Ross went on to study at the University of Oklahoma. She interned at KOKH-TV during her senior year at Oklahoma. She began her broadcasting journalism career at KOCO-TV in Oklahoma City.

==Broadcast career==
In 1981, Ross earned the title Maid of Cotton. The role had her serving as America's global ambassador to the cotton industry and promoting cotton use while traveling abroad. Ross spent 18 months at KOCO-TV; four years at Columbus, Ohio's WBNS-TV; two years in Bristol, Connecticut for ESPN; and nine months at Sports News Network in Washington, D.C. After a 9-month hiatus, she landed at KLAS-TV, becoming Las Vegas's first female weekday sports anchor, where she lasted less than a year. She went to WTVJ in Miami. On December 16, 1992, she met Dave Dombrowski when the expansion Florida Marlins signed Benito Santiago. Santiago hit the 1993 Marlins first home run in April and another month later Dombrowski asked her out. On December 31, 1995, Ross married Dombrowski in Oklahoma City. The couple settled in the Detroit suburb of Bloomfield Hills, Michigan. They had two children by 2004.

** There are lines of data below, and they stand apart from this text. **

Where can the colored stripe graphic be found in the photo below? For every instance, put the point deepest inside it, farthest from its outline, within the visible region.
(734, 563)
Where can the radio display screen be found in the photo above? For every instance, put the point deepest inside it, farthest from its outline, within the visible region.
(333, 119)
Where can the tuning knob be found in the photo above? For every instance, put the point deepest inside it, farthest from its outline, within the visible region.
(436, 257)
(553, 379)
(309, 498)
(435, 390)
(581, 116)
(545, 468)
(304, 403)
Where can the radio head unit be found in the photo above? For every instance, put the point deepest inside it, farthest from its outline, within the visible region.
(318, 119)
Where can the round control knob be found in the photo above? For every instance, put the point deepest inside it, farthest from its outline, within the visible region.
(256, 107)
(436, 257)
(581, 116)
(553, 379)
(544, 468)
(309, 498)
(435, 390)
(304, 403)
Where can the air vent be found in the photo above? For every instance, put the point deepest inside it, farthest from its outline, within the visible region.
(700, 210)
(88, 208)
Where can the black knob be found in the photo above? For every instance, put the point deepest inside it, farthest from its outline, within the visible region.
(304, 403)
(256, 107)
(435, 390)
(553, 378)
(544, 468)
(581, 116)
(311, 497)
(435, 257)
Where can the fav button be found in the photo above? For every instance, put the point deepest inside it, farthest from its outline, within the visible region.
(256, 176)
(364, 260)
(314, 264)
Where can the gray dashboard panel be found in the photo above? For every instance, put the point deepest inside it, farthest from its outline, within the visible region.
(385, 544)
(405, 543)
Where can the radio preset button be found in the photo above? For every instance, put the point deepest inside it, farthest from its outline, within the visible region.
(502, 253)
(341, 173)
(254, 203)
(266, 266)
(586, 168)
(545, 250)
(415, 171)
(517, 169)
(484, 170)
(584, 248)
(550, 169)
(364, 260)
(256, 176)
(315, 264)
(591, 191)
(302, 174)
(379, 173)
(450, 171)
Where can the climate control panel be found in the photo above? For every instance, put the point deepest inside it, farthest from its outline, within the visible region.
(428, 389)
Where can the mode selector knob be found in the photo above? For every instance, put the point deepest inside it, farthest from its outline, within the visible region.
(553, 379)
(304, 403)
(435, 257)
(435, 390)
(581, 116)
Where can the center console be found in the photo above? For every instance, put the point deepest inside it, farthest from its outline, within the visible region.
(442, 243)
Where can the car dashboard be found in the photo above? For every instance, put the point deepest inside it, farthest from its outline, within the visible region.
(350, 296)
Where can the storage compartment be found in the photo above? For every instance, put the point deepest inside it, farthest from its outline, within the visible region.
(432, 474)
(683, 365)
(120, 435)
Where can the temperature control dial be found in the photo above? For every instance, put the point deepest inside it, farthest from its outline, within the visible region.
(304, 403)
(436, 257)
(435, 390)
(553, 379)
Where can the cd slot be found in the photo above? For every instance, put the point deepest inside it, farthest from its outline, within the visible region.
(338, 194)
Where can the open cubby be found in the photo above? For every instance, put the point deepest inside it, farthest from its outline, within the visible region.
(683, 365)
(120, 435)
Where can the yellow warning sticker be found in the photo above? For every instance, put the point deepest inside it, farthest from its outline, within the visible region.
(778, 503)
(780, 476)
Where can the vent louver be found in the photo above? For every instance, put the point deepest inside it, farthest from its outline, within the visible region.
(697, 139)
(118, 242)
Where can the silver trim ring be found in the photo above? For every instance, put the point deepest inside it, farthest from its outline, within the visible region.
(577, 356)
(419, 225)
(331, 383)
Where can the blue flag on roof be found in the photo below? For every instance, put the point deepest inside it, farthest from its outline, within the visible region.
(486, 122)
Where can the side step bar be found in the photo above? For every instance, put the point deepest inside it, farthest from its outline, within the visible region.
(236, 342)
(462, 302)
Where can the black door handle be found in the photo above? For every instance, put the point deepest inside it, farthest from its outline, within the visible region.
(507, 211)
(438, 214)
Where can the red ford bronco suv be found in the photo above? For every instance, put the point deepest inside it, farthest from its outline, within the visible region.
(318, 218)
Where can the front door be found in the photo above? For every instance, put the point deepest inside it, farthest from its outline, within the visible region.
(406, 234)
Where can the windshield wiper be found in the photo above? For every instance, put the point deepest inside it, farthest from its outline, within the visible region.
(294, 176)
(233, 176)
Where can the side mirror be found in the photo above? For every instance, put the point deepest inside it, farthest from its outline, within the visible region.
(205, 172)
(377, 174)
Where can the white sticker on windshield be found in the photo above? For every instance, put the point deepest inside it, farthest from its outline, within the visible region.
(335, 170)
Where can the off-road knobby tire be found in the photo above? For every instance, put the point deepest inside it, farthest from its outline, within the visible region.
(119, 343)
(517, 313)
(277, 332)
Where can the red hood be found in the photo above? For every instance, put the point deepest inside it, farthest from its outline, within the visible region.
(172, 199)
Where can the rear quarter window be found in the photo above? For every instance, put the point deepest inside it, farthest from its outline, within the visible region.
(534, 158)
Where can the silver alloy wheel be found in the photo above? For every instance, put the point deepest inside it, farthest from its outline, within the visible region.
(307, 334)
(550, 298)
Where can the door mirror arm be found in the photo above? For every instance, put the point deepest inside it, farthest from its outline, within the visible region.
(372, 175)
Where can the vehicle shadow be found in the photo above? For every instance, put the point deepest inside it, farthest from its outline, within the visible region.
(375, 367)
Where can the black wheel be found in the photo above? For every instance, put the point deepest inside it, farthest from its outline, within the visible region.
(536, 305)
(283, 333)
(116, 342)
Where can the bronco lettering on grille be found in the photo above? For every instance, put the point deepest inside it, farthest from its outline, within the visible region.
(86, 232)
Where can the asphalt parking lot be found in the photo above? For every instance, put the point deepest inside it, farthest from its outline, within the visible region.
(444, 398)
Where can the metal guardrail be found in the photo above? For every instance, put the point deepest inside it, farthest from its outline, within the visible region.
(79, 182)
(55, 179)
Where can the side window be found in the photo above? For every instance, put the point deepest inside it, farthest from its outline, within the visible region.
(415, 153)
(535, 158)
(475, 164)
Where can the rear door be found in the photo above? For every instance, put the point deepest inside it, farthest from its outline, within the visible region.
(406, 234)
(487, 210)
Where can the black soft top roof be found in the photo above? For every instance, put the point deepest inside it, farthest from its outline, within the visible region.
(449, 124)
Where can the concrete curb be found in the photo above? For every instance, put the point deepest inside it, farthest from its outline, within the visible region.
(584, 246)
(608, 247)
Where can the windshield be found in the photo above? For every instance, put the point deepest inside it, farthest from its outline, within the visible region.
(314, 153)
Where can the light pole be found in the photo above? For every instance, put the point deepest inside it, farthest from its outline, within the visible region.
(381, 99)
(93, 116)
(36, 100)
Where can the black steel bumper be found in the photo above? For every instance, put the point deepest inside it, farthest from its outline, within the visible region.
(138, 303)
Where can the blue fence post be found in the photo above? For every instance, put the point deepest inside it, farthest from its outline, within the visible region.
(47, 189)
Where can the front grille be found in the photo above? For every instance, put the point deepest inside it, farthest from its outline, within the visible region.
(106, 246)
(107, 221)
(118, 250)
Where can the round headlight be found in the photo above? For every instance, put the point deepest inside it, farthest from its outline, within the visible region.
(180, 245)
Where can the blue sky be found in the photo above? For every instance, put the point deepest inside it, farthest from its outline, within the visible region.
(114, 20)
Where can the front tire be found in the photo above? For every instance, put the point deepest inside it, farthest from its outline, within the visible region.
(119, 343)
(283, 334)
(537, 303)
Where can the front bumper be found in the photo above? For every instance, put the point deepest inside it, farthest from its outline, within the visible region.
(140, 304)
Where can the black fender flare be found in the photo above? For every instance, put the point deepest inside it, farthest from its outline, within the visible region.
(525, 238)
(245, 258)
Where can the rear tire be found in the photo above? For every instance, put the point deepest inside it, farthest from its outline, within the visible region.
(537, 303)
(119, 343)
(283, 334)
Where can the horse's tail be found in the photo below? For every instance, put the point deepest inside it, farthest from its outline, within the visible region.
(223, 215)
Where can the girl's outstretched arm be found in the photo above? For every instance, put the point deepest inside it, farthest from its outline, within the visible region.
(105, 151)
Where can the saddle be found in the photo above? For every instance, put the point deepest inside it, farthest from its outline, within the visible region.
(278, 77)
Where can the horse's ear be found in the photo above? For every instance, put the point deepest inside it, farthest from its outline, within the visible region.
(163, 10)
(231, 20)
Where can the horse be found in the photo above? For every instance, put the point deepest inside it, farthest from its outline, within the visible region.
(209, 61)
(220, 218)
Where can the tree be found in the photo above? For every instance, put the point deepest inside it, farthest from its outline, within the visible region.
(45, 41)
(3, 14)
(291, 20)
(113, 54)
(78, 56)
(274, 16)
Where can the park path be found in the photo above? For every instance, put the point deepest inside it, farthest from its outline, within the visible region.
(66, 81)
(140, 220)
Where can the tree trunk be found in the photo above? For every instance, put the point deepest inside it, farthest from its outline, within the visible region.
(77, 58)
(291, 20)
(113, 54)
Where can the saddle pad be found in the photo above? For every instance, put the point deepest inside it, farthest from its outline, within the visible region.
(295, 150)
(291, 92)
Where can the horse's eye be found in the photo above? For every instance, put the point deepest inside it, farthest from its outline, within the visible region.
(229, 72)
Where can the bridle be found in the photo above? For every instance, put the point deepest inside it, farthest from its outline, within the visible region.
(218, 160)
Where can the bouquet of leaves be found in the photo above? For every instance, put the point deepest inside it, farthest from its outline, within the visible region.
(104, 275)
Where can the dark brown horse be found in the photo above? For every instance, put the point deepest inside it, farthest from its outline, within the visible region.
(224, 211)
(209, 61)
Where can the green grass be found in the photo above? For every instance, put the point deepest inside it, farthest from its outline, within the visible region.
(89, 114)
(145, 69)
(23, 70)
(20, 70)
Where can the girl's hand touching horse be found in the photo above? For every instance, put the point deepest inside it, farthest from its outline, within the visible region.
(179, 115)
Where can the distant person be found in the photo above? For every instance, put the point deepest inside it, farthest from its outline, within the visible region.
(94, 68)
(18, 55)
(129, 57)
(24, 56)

Ross was regarded as one of the first female sportscasters with a solid knowledge of sports, following in the footsteps of Gayle Gardner. Ross was one of the first women to speak up about workplace conditions for women in her industry. Her service at GameDay was all voice work.

==Personal life==
Ross is married to baseball executive Dave Dombrowski.